# My first Elk.



## Bow Mama (May 1, 2008)

What an exhilerating feeling. From being on my own, remaining calm, but nervous, being still to the point of near exhaustion, to quielty pulling back and releasing when the moment came. Then patience comes into play since it is a nighttime shot and I needed to come back then following morning to track it. Fortunately for me I have a hubby who is amazing and showed me how to track her. What a great and humbling experience. Thankful for thy bounty!

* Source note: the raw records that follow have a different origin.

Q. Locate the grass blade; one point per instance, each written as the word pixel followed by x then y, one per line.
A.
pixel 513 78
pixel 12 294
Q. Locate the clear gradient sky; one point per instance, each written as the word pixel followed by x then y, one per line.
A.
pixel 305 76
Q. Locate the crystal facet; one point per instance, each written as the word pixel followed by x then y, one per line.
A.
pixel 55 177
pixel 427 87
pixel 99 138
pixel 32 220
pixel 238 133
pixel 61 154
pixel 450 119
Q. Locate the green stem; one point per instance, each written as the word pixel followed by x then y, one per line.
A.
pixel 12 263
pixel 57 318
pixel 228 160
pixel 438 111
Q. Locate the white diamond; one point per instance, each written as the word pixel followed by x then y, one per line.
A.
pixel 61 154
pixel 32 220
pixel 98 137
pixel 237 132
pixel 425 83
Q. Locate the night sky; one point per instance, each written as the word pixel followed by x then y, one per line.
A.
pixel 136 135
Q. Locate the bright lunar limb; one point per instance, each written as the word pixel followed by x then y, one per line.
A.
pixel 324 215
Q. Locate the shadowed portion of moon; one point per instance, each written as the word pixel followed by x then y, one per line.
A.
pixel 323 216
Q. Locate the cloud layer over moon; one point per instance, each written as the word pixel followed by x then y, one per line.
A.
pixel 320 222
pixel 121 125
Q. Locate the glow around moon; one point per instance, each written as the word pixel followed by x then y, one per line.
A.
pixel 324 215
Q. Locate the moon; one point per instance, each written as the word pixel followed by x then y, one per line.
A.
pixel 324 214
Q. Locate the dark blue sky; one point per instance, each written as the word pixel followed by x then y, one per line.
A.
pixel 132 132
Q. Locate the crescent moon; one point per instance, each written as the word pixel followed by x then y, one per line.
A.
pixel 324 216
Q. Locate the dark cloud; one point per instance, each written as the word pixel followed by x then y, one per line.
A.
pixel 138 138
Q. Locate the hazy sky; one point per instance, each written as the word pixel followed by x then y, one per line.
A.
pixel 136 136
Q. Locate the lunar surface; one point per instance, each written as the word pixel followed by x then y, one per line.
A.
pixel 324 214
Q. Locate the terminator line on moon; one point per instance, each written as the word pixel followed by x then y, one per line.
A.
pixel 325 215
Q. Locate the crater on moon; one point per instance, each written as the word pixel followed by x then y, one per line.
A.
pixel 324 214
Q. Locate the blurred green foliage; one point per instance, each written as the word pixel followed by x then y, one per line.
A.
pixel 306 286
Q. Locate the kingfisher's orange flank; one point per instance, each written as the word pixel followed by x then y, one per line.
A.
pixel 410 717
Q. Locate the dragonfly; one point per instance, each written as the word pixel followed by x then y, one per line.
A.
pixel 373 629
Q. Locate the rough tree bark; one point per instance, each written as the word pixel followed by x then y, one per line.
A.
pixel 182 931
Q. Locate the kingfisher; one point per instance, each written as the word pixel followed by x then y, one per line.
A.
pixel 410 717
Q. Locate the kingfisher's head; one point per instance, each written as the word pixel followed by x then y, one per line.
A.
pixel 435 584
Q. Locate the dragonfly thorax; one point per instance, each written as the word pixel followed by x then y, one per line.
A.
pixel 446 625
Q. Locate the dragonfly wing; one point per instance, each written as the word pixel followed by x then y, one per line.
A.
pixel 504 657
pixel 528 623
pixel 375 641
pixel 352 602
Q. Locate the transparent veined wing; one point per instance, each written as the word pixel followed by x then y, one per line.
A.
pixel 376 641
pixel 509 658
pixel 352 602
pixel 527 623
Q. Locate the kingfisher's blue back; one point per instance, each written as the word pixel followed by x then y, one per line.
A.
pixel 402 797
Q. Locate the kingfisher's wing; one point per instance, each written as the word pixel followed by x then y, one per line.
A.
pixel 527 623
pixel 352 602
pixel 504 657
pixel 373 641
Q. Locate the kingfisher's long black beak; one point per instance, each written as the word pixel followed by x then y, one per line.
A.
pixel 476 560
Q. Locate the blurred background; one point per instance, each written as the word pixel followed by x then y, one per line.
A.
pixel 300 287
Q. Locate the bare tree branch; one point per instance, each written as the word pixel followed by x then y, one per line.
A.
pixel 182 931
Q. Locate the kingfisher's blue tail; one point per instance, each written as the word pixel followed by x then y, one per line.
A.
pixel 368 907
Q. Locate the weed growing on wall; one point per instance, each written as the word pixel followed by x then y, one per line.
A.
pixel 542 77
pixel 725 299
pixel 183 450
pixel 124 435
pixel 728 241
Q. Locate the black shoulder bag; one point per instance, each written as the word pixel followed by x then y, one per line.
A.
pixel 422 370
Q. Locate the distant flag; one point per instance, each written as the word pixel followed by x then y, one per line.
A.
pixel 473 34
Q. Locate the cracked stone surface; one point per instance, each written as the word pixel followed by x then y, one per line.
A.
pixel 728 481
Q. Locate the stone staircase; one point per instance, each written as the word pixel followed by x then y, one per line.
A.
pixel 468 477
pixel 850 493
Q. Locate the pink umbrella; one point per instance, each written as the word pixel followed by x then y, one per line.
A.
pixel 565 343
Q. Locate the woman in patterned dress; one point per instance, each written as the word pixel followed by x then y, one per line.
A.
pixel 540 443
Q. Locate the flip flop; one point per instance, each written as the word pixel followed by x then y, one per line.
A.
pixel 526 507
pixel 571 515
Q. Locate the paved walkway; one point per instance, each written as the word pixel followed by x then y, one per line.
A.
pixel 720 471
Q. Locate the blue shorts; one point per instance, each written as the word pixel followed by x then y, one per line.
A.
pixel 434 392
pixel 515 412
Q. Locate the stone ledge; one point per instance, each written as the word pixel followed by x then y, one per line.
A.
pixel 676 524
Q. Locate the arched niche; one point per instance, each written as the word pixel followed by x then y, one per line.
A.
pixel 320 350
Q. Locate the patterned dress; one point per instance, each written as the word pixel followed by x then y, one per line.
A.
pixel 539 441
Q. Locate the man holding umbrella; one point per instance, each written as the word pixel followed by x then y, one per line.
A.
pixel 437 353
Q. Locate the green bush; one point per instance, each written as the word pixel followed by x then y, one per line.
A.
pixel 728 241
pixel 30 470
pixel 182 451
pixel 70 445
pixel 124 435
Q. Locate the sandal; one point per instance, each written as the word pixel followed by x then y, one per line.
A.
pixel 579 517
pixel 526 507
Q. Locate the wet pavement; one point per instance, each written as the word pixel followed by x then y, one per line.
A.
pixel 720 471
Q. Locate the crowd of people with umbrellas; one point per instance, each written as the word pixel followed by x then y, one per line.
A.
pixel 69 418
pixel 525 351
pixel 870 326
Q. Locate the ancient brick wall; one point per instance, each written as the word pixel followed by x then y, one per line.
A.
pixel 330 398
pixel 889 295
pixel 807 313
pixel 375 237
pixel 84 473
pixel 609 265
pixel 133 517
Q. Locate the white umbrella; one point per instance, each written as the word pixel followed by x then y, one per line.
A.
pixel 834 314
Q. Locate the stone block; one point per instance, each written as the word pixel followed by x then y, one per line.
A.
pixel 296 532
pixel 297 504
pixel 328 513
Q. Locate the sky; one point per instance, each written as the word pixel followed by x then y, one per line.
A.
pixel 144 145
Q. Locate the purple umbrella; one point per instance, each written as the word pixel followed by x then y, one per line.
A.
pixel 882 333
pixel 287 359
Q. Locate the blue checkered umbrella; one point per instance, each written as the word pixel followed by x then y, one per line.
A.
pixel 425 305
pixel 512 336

[attachment=0:1vq3kg7k]Elk hunt 2011 004 (640x480) - Copy (400x300) (200x150).jpg[/attachment:1vq3kg7k]


----------



## bwhntr (Sep 12, 2007)

Nice job! My wife is experiencing her first archery hunt (actually first hunt altogether) this year and it has been fun watching her learn and experience nature.


----------



## Bow Mama (May 1, 2008)

Thanks! BTW shot her at 20 yds. Wish I coulda got the first lead cow but woulda been busted. Shot at a spike the night prior from the same spot but the dreaded "elk" fever got me and I forgot to use my peep sight. I know, I know, live and learn right?


----------



## bearhntr (Oct 6, 2008)

That is totally AWESOME!!! I live for this and my wife on the other hand is not interested in the least. I have to say that your husband is one lucky man. I hope to connect this next week when I get my chance to get out and wander the woods!


----------



## Bo0YaA (Sep 29, 2008)

Congrats on the first elk! what a way to do it. I'm hoping to get that close as well but if I do I will be taking mine with a pistol.


----------



## duneman101 (Nov 6, 2009)

Very nice, that's freakin awesome.


----------



## king eider (Aug 20, 2009)

Jealous to say the least! Wish my wife shared on my hunting passion! Remind your husband he's got a good thing going!! Btw, congrats on your elk. Always a great accomplishment with a bow!


----------



## dkhntrdstn (Sep 7, 2007)

Congrats on your first elk.


----------



## middlefork (Nov 2, 2008)

Sweet! Nothing better than having the ladies and kids be successful.


----------



## Al Hansen (Sep 7, 2007)

Very 8)


----------



## Bears Butt (Sep 12, 2007)

Congrats on the elk! And with a BOW no doubt! Good times!


----------



## longbow (Mar 31, 2009)

That's freakin' awesome! I love hunting with the "little woman". Congrats on a great bowkill. Love that elk meat!!


----------



## silentstalker (Feb 19, 2008)

Great job!


----------



## USMARINEhuntinfool (Sep 15, 2007)

Thats awesome! Good job


----------



## h20fowl (Dec 31, 2009)

great job


----------



## Bow Mama (May 1, 2008)

My husband commented on the cow I shot, that she seemed to have more fat than he had seen for many many years, and his bull we pulled out this morning seems to be more fat than normal also. Anyone else experiencing the same? Think they are in for a rough winter!?


----------



## Huge29 (Sep 17, 2007)

Congrats BM!


----------